In Thimphu town, I often visit handcraft shops – looking at beautiful handcrafts never gets me bored. When I am with my Wheaton friends, people working for a shop usually stand or sit still, look at us steadily for maybe five to ten seconds, and smile. On the other hand, when I go to these shops alone, they have a totally different reaction; this is most likely because I look like a local Bhutanese person because of my Asian face. The interesting thing is that once I start speaking English, say, “Excuse me, how much is this?” they look surprised and tell me a price in a small voice. Looking at their reaction, I secretly say, “Yes, that is right, I am fake, I am not Bhutanese…” in my mind.
Similarly, when I walk alone in town, the local Bhutanese people often talk to me in Dzongkha.
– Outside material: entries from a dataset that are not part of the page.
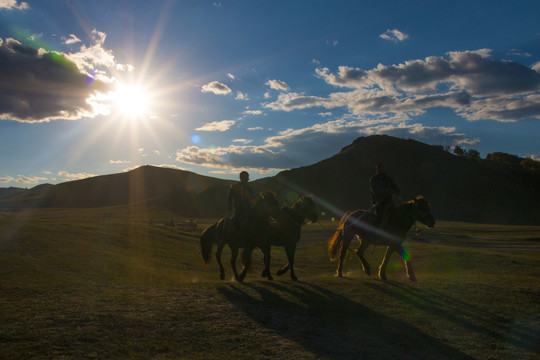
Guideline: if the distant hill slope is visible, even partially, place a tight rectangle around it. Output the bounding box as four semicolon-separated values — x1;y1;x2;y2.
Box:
0;135;540;224
0;187;26;199
0;166;232;217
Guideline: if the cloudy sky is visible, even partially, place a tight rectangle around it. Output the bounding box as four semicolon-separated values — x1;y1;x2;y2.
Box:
0;0;540;188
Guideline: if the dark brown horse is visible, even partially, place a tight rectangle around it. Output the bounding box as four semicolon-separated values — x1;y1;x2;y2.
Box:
240;196;318;281
328;196;435;281
200;192;280;281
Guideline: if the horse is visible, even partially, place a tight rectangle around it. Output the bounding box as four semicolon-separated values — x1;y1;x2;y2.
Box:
200;192;280;282
328;196;435;281
240;196;318;281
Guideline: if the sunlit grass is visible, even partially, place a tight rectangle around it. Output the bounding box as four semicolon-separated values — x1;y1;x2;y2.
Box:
0;208;540;359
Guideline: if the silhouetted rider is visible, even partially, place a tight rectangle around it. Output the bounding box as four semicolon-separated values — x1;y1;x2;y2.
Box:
227;171;255;231
369;162;400;227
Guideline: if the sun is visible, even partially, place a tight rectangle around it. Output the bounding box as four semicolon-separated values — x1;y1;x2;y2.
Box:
112;84;151;120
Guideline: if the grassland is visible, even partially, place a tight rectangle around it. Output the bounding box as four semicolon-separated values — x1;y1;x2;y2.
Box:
0;208;540;359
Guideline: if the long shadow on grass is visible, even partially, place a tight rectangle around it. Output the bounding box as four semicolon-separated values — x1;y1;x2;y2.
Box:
365;281;540;351
218;283;471;359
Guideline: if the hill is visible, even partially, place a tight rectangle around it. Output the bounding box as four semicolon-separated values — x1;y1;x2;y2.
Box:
261;135;540;224
0;135;540;224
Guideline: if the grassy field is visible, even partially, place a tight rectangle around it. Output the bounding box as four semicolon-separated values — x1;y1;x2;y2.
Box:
0;208;540;359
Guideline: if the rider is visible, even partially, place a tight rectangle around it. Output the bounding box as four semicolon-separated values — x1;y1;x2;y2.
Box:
369;162;400;227
227;171;255;235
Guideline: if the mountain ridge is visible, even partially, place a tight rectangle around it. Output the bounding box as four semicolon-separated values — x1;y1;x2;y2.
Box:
0;135;540;224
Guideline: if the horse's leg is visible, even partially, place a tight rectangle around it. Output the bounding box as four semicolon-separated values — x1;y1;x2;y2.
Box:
337;227;354;277
216;244;225;280
379;246;394;280
396;245;416;281
231;246;240;281
356;239;371;275
276;263;289;276
238;247;253;282
261;246;274;280
282;244;298;281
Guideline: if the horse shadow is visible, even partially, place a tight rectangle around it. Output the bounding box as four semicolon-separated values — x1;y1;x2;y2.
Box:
218;282;472;359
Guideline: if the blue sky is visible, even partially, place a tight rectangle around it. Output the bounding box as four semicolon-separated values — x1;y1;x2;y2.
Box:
0;0;540;187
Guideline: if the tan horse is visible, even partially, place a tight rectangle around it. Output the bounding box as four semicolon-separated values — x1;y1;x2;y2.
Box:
328;196;435;281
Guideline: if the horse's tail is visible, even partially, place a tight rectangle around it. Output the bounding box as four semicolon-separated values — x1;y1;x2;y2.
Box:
242;248;253;271
328;211;351;261
201;223;217;264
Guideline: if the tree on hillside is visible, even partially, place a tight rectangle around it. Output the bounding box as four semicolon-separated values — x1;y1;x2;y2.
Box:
463;149;481;161
486;152;524;167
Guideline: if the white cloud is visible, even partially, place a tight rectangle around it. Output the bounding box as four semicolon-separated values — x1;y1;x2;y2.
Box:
201;81;232;95
242;110;262;115
0;176;15;184
63;34;81;45
195;120;235;131
265;49;540;121
66;29;117;72
235;91;249;100
379;29;409;42
176;114;478;172
266;79;290;91
109;160;131;164
0;0;30;10
0;38;114;122
233;139;253;144
137;148;148;157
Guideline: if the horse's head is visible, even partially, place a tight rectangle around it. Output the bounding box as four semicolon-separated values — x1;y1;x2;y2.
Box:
412;196;435;228
293;195;319;222
255;191;281;217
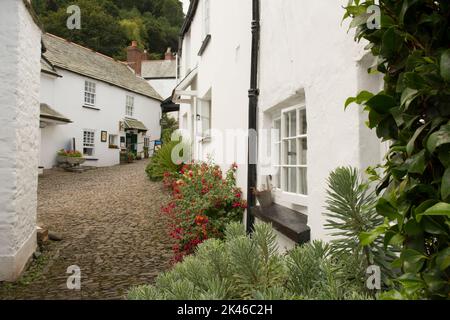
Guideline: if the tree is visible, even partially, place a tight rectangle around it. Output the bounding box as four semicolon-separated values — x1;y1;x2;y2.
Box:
345;0;450;299
33;0;184;59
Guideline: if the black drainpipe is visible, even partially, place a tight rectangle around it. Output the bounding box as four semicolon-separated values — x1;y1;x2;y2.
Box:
246;0;261;233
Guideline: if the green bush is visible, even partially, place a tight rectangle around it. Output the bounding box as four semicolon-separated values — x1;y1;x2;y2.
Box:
145;141;185;181
345;0;450;299
128;223;369;300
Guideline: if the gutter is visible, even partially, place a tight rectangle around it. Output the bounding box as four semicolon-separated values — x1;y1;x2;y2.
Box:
246;0;261;233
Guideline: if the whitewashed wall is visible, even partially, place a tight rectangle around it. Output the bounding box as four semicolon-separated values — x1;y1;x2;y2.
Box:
0;0;41;281
148;79;177;99
40;69;161;168
180;0;382;248
180;0;252;190
259;0;381;239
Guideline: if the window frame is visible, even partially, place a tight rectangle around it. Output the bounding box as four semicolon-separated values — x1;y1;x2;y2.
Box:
203;0;211;38
272;104;308;202
83;129;95;157
84;80;97;107
125;95;135;117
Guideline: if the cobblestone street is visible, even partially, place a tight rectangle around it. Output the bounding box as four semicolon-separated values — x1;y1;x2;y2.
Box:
0;160;171;299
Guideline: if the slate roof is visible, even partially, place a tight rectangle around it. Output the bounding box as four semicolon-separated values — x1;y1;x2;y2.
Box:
41;103;72;123
41;57;60;77
141;60;177;79
43;33;163;101
124;118;148;131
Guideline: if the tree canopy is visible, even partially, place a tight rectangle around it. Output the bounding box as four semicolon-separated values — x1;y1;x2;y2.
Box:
33;0;184;59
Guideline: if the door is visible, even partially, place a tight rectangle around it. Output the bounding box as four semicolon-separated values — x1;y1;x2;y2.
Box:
127;133;137;155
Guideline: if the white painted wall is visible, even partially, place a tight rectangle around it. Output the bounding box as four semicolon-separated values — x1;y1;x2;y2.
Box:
40;69;161;168
180;0;251;190
147;79;177;99
259;0;381;239
180;0;381;248
0;0;41;281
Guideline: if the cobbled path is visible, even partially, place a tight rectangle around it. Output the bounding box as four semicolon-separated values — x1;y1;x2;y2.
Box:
0;160;172;299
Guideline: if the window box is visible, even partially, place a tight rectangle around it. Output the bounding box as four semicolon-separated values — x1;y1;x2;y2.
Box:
253;204;311;244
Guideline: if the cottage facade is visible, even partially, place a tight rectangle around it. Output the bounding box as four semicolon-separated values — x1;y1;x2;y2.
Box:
40;34;162;168
173;0;384;249
0;0;41;281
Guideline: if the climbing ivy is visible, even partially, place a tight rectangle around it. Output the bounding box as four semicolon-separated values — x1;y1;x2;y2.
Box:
344;0;450;299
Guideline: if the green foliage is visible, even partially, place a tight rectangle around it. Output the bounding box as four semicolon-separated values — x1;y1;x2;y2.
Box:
345;0;450;299
33;0;184;60
324;167;395;282
162;163;244;261
128;223;368;300
145;141;187;181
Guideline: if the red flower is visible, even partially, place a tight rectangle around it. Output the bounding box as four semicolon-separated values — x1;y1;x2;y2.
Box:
195;216;209;226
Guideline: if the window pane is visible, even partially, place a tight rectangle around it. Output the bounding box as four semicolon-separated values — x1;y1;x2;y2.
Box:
289;110;297;137
300;109;308;134
273;119;281;142
298;138;308;165
288;168;297;193
283;139;297;165
298;168;308;195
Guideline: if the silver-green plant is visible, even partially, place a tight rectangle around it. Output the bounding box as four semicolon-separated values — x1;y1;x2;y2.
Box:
128;223;368;300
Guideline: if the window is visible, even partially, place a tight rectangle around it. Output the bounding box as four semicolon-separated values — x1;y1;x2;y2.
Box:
109;134;119;149
125;96;134;117
83;130;95;157
84;81;95;106
273;107;308;195
200;100;211;138
203;0;211;37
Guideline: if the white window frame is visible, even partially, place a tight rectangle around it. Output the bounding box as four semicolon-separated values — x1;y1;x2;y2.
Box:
203;0;211;37
199;100;212;138
125;95;134;117
84;80;97;106
83;129;95;157
272;104;308;206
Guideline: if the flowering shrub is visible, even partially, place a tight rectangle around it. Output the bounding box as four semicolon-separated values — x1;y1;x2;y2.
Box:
58;149;83;158
162;163;247;261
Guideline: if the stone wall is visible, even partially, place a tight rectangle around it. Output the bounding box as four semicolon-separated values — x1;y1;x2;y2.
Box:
0;0;41;281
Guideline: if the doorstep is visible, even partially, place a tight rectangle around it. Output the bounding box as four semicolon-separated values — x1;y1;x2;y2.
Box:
254;203;311;244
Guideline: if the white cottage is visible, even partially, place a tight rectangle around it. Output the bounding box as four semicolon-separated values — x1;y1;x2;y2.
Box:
172;0;383;249
0;0;41;281
40;34;162;168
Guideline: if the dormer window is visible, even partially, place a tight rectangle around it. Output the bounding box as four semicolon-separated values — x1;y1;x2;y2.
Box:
84;81;96;106
125;96;134;117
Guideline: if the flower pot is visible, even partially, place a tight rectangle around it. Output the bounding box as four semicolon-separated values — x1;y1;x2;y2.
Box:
256;190;273;208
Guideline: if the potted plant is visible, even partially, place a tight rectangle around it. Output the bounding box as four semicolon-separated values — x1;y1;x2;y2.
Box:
127;152;136;163
56;149;86;166
253;176;273;208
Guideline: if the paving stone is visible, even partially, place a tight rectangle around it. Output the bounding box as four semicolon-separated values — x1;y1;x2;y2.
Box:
0;161;172;299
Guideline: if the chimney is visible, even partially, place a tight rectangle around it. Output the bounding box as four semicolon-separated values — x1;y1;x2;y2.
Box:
164;47;175;60
127;41;147;76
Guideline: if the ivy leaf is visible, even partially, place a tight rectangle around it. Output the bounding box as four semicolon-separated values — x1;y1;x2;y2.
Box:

The other day, because we take a weekly Dzongkha class here at RTC, I proudly said, “Nga Dzongkha mi shi (I do not know Dzongkha).” The person made a very confused face expression, and left. Despite my excitement I felt that I could try my Dzongkha skill, I thought I did something incredibly embarrassing. Since then, I just say “I do not know Dzongkha, sorry,” in English with the clearest pronunciation that I can do.
It has been surprising for me that the local Bhutanese people in town and even some RTC students tell me, “I thought you were from Bhutan only,” because I still feel like I look funny in kira and do not act ‘Bhutanese’ enough. Until I started writing this blog entry, I was unaware of how I answer the same sentence to those who make “I thought you were Bhutanese” comment; I always reply, “If I could speak Dzongkha fluently.” I guess this instant reaction reveals how I am concerned with the language barrier I feel here, because I do know that I can be much closer to the people if I have enough fluency in Dzongkha.
I am sure that each of Wheaton students here has been experiencing different kinds of barriers that we feel between us (chilips) and them (locals). I bet one of the biggest barriers is our foreign appearance, which stands out no matter what. In my case, my Asian appearance has certainly helped me interact more with Bhutanese people in a way that they seem to feel more approachable to me.
However, I still feel puzzled with the fact that I am considered a Bhutanese woman due to my appearance, because I believe, ideally speaking, my ‘Bhutaneseness’ has to be present not only externally, but also internally. And I think that if my ‘Bhutaneseness’ came from inside me, that is the time when I finally could understand Bhutanese culture.
Because we Wheaton students think it is important to experience ‘Bhutanese ways of knowing and understanding their cultures,’ at RTC, we are strongly encouraged to wear kira and gho. I feel nice when doing the same thing as what other Bhutanese students do here; however, I also feel that if their culture can be understood by merely wearing a traditional dress, nothing will be complicated in this world. I do not know how much I can be Bhutanese only within four months in this program. Appearance is an easy first step to take to get closer to Bhutanese people. I, fortunately having my Asian face as an advantage, would like to challenge myself to be real Bhutanese in the last one month.